The most wonderful time of the year is upon us. That’s right, it’s time for the Great Food Blogger Cookie Swap (#fbcookieswap) 2014! I can’t believe it’s already the 4th edition of this amazing Secret-Santa style trade. The tastiest, sweetest gift exchange I’ve ever been a part of, the fbcookieswap is this awesome idea where food bloggers send each other cookies through the mail. Organized and facilitated by the brains behind Love and Olive Oil and The Little Kitchn, the swap brings together over 500 talented foodies each year to share love and joy through cookies. Added bonus – it’s all for charity! To learn more, visit http://www.fbcookieswap.com, or search the hashtag #fbcookieswap on twitter or instagram.
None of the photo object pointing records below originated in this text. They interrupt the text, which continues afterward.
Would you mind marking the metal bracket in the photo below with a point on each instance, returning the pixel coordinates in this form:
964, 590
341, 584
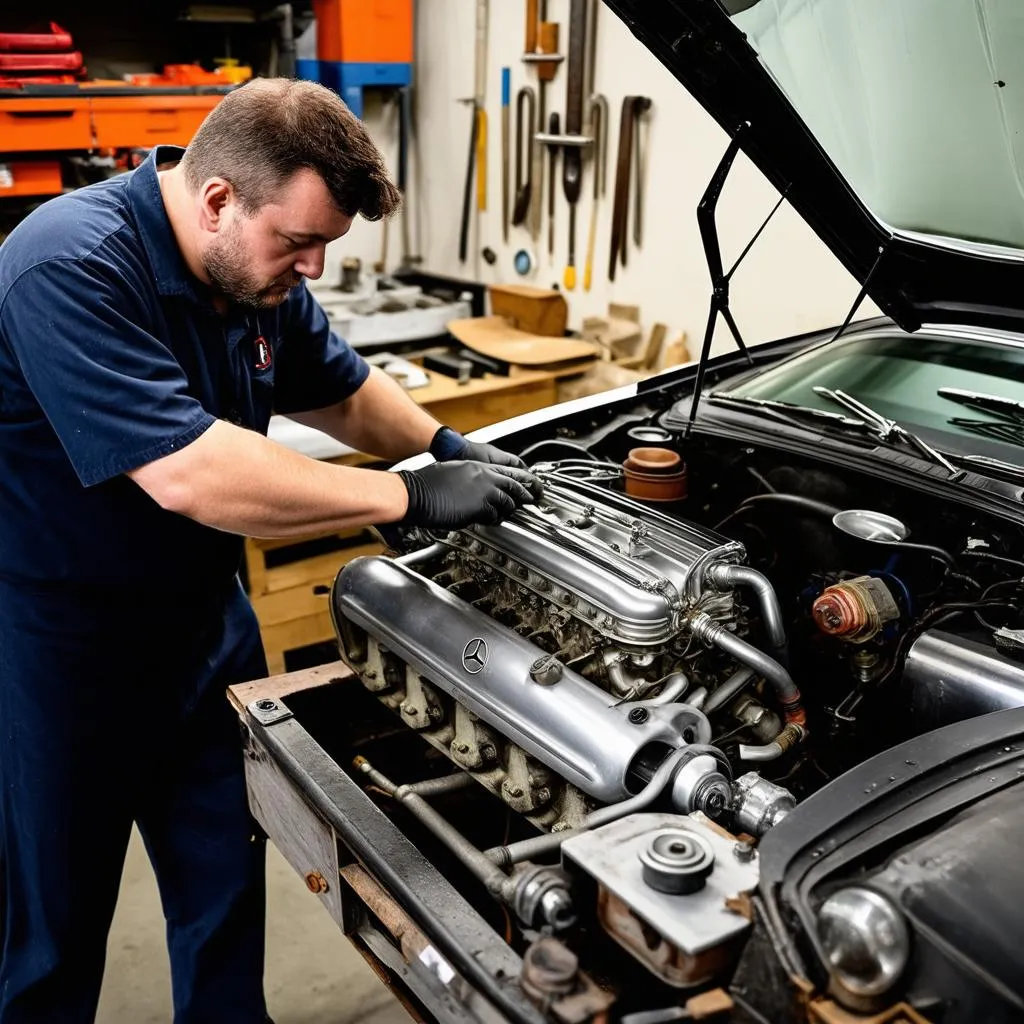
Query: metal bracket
266, 711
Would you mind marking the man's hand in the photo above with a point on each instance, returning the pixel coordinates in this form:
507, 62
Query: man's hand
449, 444
453, 495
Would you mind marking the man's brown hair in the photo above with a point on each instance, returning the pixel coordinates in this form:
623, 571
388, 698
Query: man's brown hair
260, 134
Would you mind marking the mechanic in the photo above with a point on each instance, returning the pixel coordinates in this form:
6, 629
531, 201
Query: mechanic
148, 325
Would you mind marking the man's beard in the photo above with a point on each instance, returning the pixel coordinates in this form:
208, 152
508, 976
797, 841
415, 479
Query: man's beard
225, 262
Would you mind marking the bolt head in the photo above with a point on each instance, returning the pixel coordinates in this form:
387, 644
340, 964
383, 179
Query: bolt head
743, 852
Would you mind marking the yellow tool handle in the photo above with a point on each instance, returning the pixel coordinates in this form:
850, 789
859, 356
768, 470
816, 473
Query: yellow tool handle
588, 270
532, 16
481, 159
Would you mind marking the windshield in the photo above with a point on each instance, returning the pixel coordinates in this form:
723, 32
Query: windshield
920, 103
899, 377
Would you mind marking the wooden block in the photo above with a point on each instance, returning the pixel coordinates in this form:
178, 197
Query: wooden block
620, 310
536, 310
293, 634
617, 338
496, 338
676, 353
279, 686
654, 342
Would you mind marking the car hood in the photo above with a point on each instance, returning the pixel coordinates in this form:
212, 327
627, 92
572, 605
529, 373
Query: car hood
895, 129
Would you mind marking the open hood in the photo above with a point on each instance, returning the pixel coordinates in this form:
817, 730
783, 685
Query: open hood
896, 130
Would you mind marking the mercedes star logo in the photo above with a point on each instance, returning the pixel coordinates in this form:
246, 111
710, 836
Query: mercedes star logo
474, 657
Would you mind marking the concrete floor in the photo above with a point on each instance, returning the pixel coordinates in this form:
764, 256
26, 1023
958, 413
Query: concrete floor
313, 974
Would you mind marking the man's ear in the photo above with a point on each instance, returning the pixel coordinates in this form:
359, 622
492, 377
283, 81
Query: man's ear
215, 196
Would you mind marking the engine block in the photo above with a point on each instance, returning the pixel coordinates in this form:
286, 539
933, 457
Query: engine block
549, 654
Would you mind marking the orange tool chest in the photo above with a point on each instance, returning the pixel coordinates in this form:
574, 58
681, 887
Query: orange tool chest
30, 177
40, 125
365, 31
128, 122
80, 119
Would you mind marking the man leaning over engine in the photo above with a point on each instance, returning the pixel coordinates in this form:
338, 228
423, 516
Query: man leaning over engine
148, 326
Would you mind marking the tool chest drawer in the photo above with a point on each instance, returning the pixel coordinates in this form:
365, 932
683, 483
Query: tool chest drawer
34, 125
30, 177
144, 121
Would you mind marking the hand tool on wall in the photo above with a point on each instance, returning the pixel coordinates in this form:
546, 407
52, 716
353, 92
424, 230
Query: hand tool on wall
572, 156
598, 117
477, 134
404, 130
479, 94
633, 109
553, 130
542, 49
525, 108
467, 194
506, 98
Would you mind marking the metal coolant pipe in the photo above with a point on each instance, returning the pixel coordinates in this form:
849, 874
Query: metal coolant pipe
730, 577
540, 846
547, 709
705, 628
554, 905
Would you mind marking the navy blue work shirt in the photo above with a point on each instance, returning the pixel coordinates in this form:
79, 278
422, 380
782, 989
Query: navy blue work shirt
113, 355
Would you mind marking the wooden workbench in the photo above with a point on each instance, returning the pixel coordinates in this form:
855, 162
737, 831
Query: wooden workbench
291, 599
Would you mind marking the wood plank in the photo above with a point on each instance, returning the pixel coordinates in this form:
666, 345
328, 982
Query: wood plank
272, 543
296, 633
303, 838
492, 409
289, 605
280, 686
318, 568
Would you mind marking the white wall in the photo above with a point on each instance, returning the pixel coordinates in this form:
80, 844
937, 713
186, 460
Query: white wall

Happy baking, and happy holidays!
Simple Shortbread with Cardamom and Anise
adapted from Châtelaine magazine, December 2014
1.5 cups unsalted butter, at room temperature
3/4 cup granulated sugar
3 cups all purpose flour
3 tsp ground anise seed
3 tsp ground cardamom
Salted cinnamon sugar: 1/2 cup sugar, 2 tbsp cinnamon & a pinch of salt, for dusting
Mix together dusting ingredients and set aside.
Using paddle attachment, cream butter and sugar in mixing bowl until light and fluffy.
Stop the mixer and add in flour, salt and spices.
Mix on low speed just until blended. (Do not overmix!)
Form dough into a ball and chill for 30 mins.
Preheat oven to 350F.
Line a few baking trays with parchment paper.
Roll dough out onto floured surface and cut into desired shapes.
Sprinkle with salted cinnamon sugar.
Place cookies onto lined baking sheets and bake in preheated oven, 10 minutes or until very lightly golden. Let cookies cool on cooling rack before eating!